AMD Vega 10, Vega 11, Vega 12 and Vega 20 Rumors and Discussion


One quote from that article that I wish there had been more elaboration on was the following:
“We’re going down that path on the CPU side, and I think on the GPU we’re always looking at new ideas. But the GPU has unique constraints with this type of NUMA [non-uniform memory access] architecture, and how you combine features… The multithreaded CPU is a bit easier to scale the workload. The NUMA is part of the OS support so it’s much easier to handle this multi-die thing relative to the graphics type of workload.”

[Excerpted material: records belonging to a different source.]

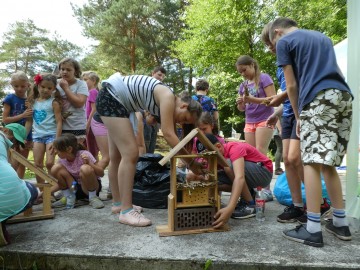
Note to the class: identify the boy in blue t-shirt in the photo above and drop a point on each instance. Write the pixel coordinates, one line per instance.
(322, 104)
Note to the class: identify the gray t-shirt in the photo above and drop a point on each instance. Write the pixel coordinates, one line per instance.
(76, 120)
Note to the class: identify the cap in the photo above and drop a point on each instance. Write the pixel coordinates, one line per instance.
(18, 130)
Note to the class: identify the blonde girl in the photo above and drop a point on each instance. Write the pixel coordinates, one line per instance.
(252, 97)
(46, 120)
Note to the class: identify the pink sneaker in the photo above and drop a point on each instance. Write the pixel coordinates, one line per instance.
(134, 218)
(117, 209)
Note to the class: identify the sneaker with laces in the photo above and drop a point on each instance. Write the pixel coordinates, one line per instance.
(60, 203)
(290, 214)
(324, 211)
(301, 235)
(96, 203)
(268, 195)
(243, 210)
(343, 232)
(70, 202)
(134, 218)
(117, 209)
(325, 208)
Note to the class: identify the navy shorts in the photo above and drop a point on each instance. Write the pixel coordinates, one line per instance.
(80, 194)
(288, 126)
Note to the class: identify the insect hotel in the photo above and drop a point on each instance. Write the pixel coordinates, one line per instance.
(30, 214)
(193, 204)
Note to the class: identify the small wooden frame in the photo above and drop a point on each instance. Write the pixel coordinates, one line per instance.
(30, 214)
(191, 206)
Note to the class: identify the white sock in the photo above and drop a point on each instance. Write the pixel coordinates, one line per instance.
(92, 194)
(300, 205)
(313, 224)
(339, 218)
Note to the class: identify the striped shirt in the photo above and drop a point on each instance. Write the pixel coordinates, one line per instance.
(135, 92)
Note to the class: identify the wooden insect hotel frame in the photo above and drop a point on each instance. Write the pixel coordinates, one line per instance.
(30, 214)
(192, 205)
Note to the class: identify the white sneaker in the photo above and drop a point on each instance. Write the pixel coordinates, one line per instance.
(134, 218)
(117, 209)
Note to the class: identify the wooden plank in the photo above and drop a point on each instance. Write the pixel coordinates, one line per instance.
(171, 214)
(38, 215)
(40, 172)
(165, 231)
(179, 146)
(205, 141)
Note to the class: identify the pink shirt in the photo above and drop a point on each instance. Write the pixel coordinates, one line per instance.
(73, 167)
(236, 150)
(91, 99)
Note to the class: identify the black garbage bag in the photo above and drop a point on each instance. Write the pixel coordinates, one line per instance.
(151, 183)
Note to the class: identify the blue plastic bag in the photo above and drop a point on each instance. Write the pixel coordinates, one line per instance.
(282, 191)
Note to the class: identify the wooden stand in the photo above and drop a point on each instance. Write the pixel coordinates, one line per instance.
(192, 205)
(30, 214)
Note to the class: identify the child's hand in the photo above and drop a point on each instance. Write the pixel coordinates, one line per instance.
(27, 113)
(240, 99)
(275, 101)
(63, 83)
(221, 217)
(85, 158)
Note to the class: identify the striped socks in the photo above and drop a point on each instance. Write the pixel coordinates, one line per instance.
(313, 224)
(339, 218)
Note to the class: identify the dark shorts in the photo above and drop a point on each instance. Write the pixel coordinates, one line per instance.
(256, 175)
(80, 132)
(108, 106)
(223, 179)
(288, 126)
(80, 194)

In particular, which features and what constrains them. There are architectural elements that are part of the graphics context or fixed-function pipeline that are not relevant to compute workloads, whose contexts are stripped down and try to keep as much as possible accessible via memory pointers and explicitly addressed locations. The modes and output paths of various engines or metadata generated by them are not consistently accessible or addressed in that manner, or they have modes that do not flow back to memory in a consistent fashion. Since their function presumes their being unique or in a single memory pool, coherence and consistency need more explicit management with higher overheads (i.e. flushes, device stalls). There are a limited number of meta-level functions that CPUs have, such as TLB or translation cache updates, which can be dangerous if mismanaged and can involve wide-ranging stalls--which the OS has significant infrastructure or sole authority to manage.

In that regard, it's not clear if it's NUMA as much as the architectures we know of currently have undefined behavior if the memory hierarchy is no longer unified.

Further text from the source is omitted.